Heating
Energy and Thermal Physics

Note on “warming things up” and "thermal energy"

Teaching Guidance for 11-14 14-16 PRACTICAL PHYISCS

All the energy transfers that you demonstrate will ultimately end up warming the atmosphere, or surroundings. There has been much debate about what is happening when a body is warmed up, at both the scientific and the education level. One of the teaching routes is suggested here.

A hot body has a high temperature and can store a lot of energy thermally. This hot body can be put into contact with a cooler body and some of the energy of the hotter body is transferred to the cooler body to increase the energy stored thermally, and the temperature, of the cooler body.The word ‘heat’ has been used as a similar word in physics to the word ‘work’. However, a better approach is to say that heating and working both transfer energy, and can change the temperature of a body or system.

When a body falls from a height, energy stored gravitationally (when the object is high up) is then stored kinetically (when it is at a lower height). Again, it is often said that 'gravitational potential energy changes into kinetic energy". A better approach is to describe how the energy is stored (e.g. gravitationally, or due to its position in a gravitational field, and then kinetically because it is moving). Energy is transferred due to the work done by a force, and it is driven by the difference in height through which the body falls.

There are many other processes in which energy is transferred. When a cell is used to light a light bulb:

  • there is a transfer of energy from energy stored chemically in an electrical cell to energy stored thermally in the hot filament of a lamp
  • this is called working (electrically) by means of an electric current.

When a light bulb is on:

  • there is a transfer of energy from energy stored thermally in a hot filament to energy stored thermally in the surroundings
  • this is called heating (by radiation).

In the Malvern energy kit energy is often transferred from one component to another by an elastic belt. The belt is used to do work.

While it is tempting to use terms such as "thermal energy" or "internal energy" for the energy stored in a hot body, it is misleading. A better approach is to use energy without an adjective.
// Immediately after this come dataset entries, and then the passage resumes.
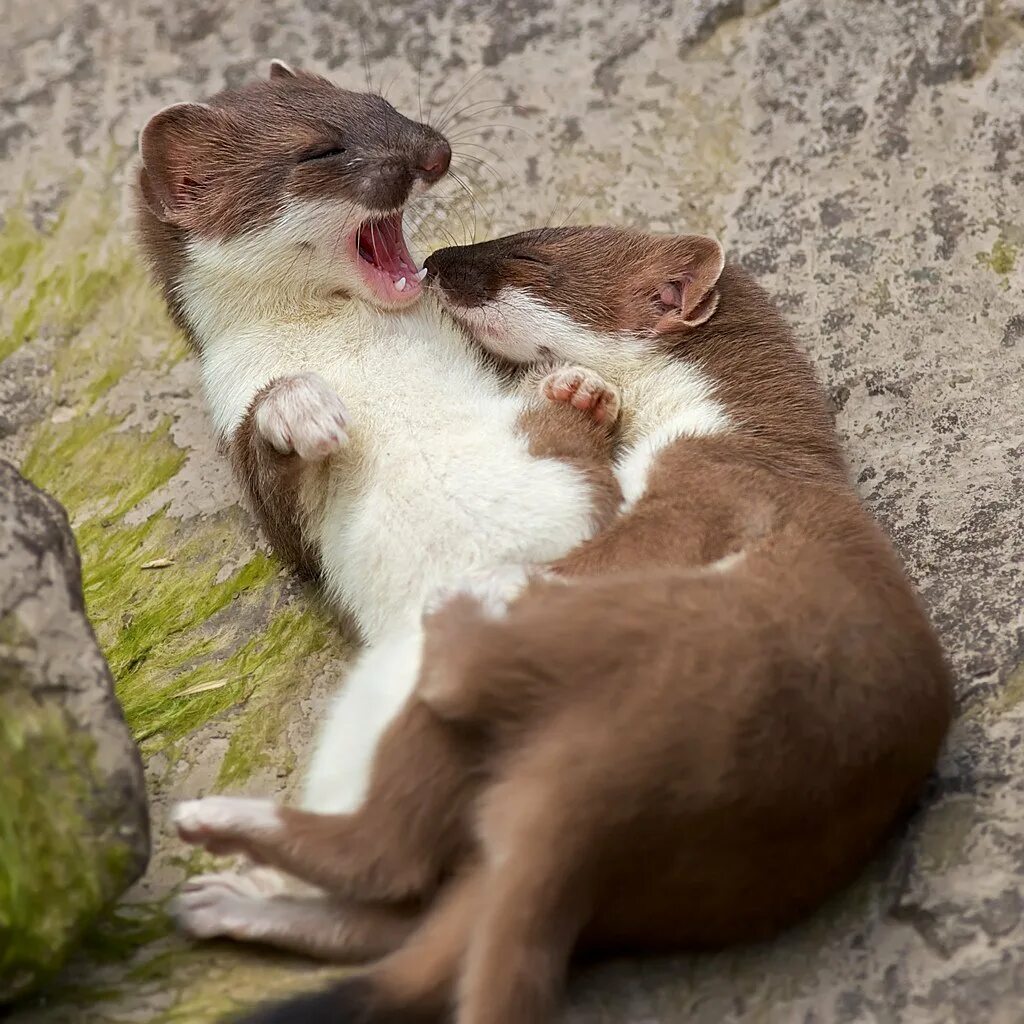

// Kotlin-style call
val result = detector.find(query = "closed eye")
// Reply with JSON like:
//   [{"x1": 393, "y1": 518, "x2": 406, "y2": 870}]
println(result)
[{"x1": 299, "y1": 145, "x2": 345, "y2": 164}]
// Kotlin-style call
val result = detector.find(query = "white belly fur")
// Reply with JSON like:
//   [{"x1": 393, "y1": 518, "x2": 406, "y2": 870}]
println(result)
[{"x1": 203, "y1": 303, "x2": 592, "y2": 813}]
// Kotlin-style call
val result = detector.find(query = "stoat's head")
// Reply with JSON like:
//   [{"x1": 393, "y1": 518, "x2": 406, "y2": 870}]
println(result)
[
  {"x1": 137, "y1": 61, "x2": 452, "y2": 339},
  {"x1": 426, "y1": 227, "x2": 724, "y2": 367}
]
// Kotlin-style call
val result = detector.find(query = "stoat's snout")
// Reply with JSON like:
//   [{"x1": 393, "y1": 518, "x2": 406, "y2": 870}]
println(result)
[
  {"x1": 426, "y1": 227, "x2": 724, "y2": 370},
  {"x1": 139, "y1": 61, "x2": 452, "y2": 311}
]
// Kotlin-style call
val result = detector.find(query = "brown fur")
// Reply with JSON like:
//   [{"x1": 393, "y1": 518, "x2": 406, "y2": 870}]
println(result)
[
  {"x1": 207, "y1": 232, "x2": 951, "y2": 1024},
  {"x1": 227, "y1": 381, "x2": 319, "y2": 577},
  {"x1": 135, "y1": 61, "x2": 452, "y2": 346}
]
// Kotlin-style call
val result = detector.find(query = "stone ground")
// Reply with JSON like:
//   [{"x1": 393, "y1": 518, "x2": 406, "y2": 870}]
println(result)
[{"x1": 0, "y1": 0, "x2": 1024, "y2": 1024}]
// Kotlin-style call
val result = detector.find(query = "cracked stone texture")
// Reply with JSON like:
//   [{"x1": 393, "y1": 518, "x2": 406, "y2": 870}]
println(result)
[
  {"x1": 0, "y1": 461, "x2": 150, "y2": 1002},
  {"x1": 0, "y1": 0, "x2": 1024, "y2": 1024}
]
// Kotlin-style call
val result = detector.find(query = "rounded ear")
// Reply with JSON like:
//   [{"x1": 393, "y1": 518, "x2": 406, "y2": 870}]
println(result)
[
  {"x1": 270, "y1": 58, "x2": 299, "y2": 82},
  {"x1": 654, "y1": 234, "x2": 725, "y2": 334},
  {"x1": 138, "y1": 103, "x2": 220, "y2": 226}
]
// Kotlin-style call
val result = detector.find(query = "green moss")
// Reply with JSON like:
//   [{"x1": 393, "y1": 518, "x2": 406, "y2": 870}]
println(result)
[
  {"x1": 217, "y1": 610, "x2": 335, "y2": 785},
  {"x1": 0, "y1": 696, "x2": 128, "y2": 994},
  {"x1": 0, "y1": 172, "x2": 186, "y2": 401},
  {"x1": 22, "y1": 412, "x2": 186, "y2": 524},
  {"x1": 995, "y1": 664, "x2": 1024, "y2": 712},
  {"x1": 977, "y1": 237, "x2": 1017, "y2": 275}
]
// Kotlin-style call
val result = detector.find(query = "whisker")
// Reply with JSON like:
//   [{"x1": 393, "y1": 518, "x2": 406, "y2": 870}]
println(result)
[{"x1": 437, "y1": 68, "x2": 485, "y2": 132}]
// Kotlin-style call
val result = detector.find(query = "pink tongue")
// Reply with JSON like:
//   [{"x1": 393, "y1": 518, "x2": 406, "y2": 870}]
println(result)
[{"x1": 364, "y1": 217, "x2": 416, "y2": 280}]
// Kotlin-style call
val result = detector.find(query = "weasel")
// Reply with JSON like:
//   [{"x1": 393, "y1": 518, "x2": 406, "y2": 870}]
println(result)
[
  {"x1": 136, "y1": 68, "x2": 618, "y2": 934},
  {"x1": 174, "y1": 228, "x2": 951, "y2": 1024}
]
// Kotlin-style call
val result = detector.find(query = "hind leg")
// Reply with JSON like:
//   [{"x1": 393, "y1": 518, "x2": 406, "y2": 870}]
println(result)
[
  {"x1": 456, "y1": 752, "x2": 595, "y2": 1024},
  {"x1": 173, "y1": 700, "x2": 477, "y2": 902}
]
The concept of "heat" also achieves ‘notoriety’ because when the energy transfer is not 100% efficient then it is attributed to being transferred to the Universe, so warming it up in some mysterious way. The model is one in which the kinetic theory of gases ‘explains’ the energy in a gas as being due to the random motion of its molecules. (Not only the translational kinetic energy of the molecules but also the rotational and vibrational energies as well. There is no potential energy stored up in a gas except the potential energy of the (P.E. + K.E.) of vibrational motion.)

Students sometimes think of a gas at high pressure as being like a compressed spring. Springs store energy elastically. If a gas is compressed by pushing a piston quickly into a cylinder, the gas grows hotter, and all the work done on the gas goes into the energy stored thermally in the gas. The molecules of the gas move faster. If the gas cools back to the original temperature, energy is transferred to the surroundings;the energy transferred to the gas has now 'escaped' to the outside world. The compressed gas, back at room temperature, has no extra energy by virtue of being compressed, yet it can transfer energy to other things by pushing the piston out with its high pressure. But the energy which it now transfers will be taken from the gas by cooling it down below room temperature.

If you transfer energy to a gas then you might want to calculate how much the energy stored kinetically by the molecules increases. An indication of that energy stored kinetically is the temperature of the gas. You can measure the energy experimentally by heating it up with an electrical heater. You might expect the energy transferred from an electrical supply to warm up a sample of gas agrees with the calculated increase of average energy stored kinetically by the gas molecules. You will find that to be true for a gas such as helium or neon, in which the molecules are single atoms that do not indulge in rotational or vibrational motion that can also be increased by heating. However, for other gases, such as ‘air’ or carbon dioxide, you will find that the electrical supply has to deliver more energy than goes simply in the energy stored kinetically by the molecules flying about in the gas. The extra energy goes to provide for these extra (rotational and vibrational) motions of the molecules.